As well as the Starlink service, SpaceX has a range of other projects in development including a Moon lander and a giant rocket that could take people to Mars. These are all part of SpaceX’s aim to become a global leader in the space sector.


Whether they are natural or man-made, satellites orbit Earth, helping us do many important things. Some take pictures of the planet that help meteorologists predict weather and track hurricanes. Others look at the sun, the planets in our solar system and other places in the universe.

These satellites are also used for research and data collection. They allow scientists to learn more about our world and universe than instruments on the ground can.

They can also be very useful for weather and climate research, tracking oceans, ice, and land. They also collect information about gases in the atmosphere, such as carbon dioxide and ozone.

Satellites can be used for communications, too, beaming TV signals and phone calls around the globe. Before satellites, making a TV signal or calling someone far away was very difficult – it could be blocked by mountains or buildings.

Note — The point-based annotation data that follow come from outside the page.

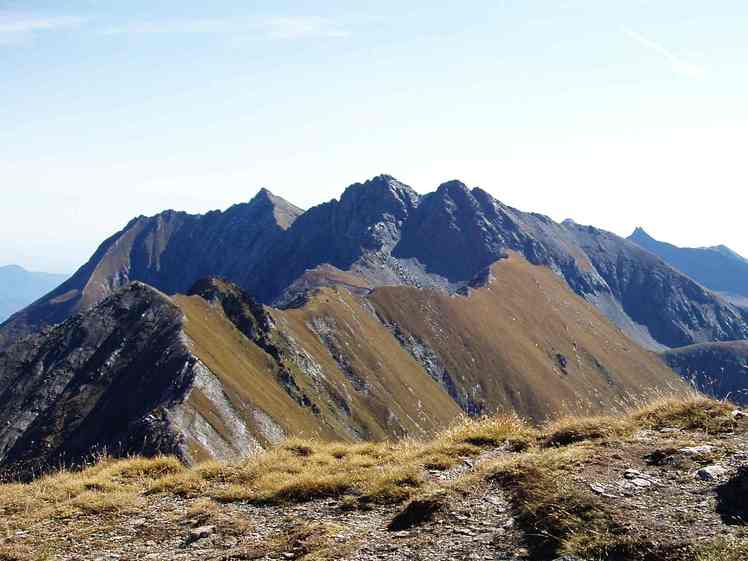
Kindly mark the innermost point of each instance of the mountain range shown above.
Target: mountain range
(383, 314)
(19, 288)
(718, 268)
(382, 233)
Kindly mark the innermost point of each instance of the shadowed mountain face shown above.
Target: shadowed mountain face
(213, 374)
(19, 288)
(719, 369)
(382, 233)
(717, 268)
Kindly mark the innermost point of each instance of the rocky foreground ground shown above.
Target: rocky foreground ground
(667, 482)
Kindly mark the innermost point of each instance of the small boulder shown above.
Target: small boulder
(416, 512)
(711, 473)
(200, 533)
(696, 450)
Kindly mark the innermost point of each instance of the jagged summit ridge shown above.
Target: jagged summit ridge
(379, 233)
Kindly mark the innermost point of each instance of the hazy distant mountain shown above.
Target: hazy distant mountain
(382, 233)
(719, 369)
(19, 288)
(718, 268)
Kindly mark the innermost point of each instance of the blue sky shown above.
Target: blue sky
(612, 113)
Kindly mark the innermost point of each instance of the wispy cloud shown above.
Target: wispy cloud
(291, 27)
(677, 63)
(17, 27)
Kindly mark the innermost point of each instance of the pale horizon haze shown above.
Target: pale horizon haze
(616, 114)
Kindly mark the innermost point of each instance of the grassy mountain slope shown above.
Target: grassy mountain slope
(609, 488)
(719, 369)
(382, 233)
(523, 342)
(213, 374)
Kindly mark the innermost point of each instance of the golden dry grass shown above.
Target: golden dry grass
(561, 517)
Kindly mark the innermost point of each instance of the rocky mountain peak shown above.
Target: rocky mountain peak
(640, 234)
(382, 194)
(453, 188)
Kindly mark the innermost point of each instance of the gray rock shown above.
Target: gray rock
(711, 473)
(200, 533)
(696, 450)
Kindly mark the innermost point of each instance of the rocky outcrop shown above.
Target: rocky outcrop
(382, 233)
(169, 251)
(214, 374)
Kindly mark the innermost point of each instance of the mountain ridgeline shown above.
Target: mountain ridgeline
(19, 288)
(382, 233)
(717, 268)
(212, 374)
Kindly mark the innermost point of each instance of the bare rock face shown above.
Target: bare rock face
(382, 233)
(100, 381)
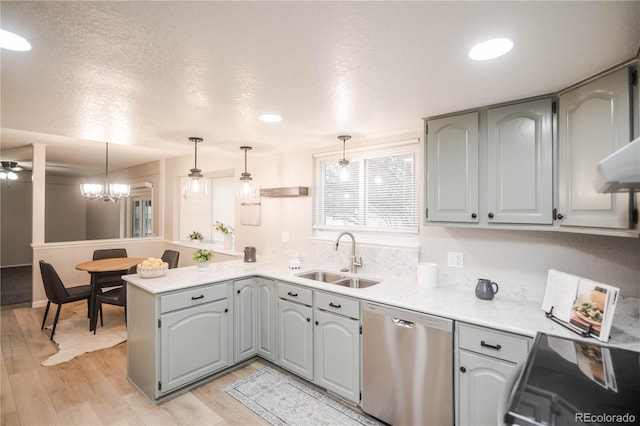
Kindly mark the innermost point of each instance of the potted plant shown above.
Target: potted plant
(203, 257)
(196, 237)
(227, 231)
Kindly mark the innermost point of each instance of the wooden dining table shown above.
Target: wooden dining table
(95, 267)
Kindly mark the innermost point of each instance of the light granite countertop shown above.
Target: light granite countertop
(517, 316)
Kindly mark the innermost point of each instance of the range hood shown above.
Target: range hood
(620, 171)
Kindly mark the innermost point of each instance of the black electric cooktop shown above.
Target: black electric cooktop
(568, 382)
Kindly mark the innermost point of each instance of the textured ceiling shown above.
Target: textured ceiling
(151, 74)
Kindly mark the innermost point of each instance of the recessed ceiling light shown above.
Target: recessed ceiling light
(490, 49)
(270, 118)
(11, 41)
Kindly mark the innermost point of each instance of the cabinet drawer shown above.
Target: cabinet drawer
(295, 293)
(338, 304)
(193, 297)
(498, 344)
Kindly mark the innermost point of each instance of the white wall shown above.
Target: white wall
(523, 258)
(512, 258)
(65, 210)
(15, 215)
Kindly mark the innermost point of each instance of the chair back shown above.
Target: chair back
(109, 253)
(171, 257)
(53, 285)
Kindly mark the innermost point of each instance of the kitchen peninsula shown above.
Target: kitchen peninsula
(187, 325)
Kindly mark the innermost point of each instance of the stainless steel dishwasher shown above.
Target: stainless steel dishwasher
(407, 366)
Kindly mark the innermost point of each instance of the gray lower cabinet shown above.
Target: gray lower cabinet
(295, 329)
(177, 338)
(254, 319)
(245, 319)
(194, 344)
(337, 345)
(267, 347)
(485, 359)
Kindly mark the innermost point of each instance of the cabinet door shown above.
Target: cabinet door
(593, 122)
(245, 316)
(452, 168)
(295, 336)
(193, 344)
(337, 354)
(520, 163)
(481, 382)
(267, 348)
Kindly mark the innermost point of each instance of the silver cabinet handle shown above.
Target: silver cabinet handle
(486, 345)
(402, 323)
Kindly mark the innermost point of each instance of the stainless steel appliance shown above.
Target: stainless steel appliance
(567, 381)
(407, 366)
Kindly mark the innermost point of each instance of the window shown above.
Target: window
(381, 193)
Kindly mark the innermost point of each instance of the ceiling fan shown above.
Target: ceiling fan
(9, 169)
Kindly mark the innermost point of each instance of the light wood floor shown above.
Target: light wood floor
(92, 389)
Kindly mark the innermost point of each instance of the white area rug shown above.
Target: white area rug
(281, 400)
(74, 338)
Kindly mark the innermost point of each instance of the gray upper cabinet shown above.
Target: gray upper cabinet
(520, 163)
(452, 167)
(594, 121)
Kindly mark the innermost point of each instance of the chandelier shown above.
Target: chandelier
(107, 192)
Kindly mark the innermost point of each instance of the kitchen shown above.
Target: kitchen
(517, 259)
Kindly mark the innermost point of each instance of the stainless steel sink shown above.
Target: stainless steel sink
(325, 277)
(338, 279)
(355, 282)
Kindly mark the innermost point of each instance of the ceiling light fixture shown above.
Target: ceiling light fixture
(247, 191)
(270, 118)
(344, 163)
(107, 192)
(490, 49)
(11, 41)
(8, 170)
(196, 187)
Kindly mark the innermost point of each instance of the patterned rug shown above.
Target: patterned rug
(281, 400)
(74, 338)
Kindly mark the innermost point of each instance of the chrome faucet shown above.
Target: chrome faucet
(355, 262)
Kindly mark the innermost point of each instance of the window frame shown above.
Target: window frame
(406, 146)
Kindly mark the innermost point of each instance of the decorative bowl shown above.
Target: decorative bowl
(152, 271)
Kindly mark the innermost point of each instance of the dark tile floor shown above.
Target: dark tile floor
(15, 285)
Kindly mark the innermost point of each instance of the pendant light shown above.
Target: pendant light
(107, 192)
(344, 163)
(196, 187)
(8, 171)
(247, 190)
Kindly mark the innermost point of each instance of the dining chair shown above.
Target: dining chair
(59, 294)
(115, 296)
(108, 279)
(171, 257)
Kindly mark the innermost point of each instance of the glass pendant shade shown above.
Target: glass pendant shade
(344, 163)
(195, 187)
(247, 191)
(8, 175)
(107, 192)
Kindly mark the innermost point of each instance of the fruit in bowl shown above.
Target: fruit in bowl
(152, 267)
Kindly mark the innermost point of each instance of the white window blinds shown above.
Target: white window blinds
(381, 193)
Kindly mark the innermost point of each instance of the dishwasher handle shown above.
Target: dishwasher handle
(403, 323)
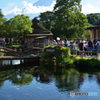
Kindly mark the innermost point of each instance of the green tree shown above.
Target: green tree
(66, 20)
(2, 21)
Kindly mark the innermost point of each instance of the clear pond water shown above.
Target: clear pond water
(33, 83)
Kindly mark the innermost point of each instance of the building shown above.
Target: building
(95, 30)
(40, 36)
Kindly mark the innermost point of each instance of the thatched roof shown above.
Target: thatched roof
(39, 29)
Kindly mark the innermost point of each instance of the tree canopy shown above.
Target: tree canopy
(66, 19)
(18, 26)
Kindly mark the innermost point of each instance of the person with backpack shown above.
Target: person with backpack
(90, 46)
(98, 46)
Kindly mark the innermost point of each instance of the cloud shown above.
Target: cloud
(88, 8)
(29, 8)
(14, 11)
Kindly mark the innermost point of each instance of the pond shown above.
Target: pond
(37, 83)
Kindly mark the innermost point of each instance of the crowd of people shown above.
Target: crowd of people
(78, 45)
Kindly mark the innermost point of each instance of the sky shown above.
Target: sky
(33, 8)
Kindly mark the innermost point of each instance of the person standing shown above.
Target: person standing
(90, 46)
(98, 46)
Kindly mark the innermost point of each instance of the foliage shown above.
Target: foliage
(18, 26)
(66, 20)
(60, 54)
(93, 17)
(15, 46)
(2, 21)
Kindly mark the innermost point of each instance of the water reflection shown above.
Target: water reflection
(10, 62)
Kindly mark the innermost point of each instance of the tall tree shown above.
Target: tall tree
(71, 22)
(21, 25)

Amazon AMZN recently announced that it plans to launch its first internet satellites in 2024. These will be the first of more than 3,000 satellites that the company plans to deploy in low-Earth orbit over the next few years.

As the world’s leading online retailer, Amazon is also looking to provide high-speed internet service globally. Its satellite internet unit, Project Kuiper, is planning to manufacture its first satellites later this year, and mass-produce them in the second half of 2023.

To help get started with the project, Amazon unveiled three different terminals on Tuesday that would connect clients to its Kuiper satellites in orbit. These include standard 11-inch square antennas for consumers, as well as large 19-by-30 inch terminals for businesses, telcos and governments.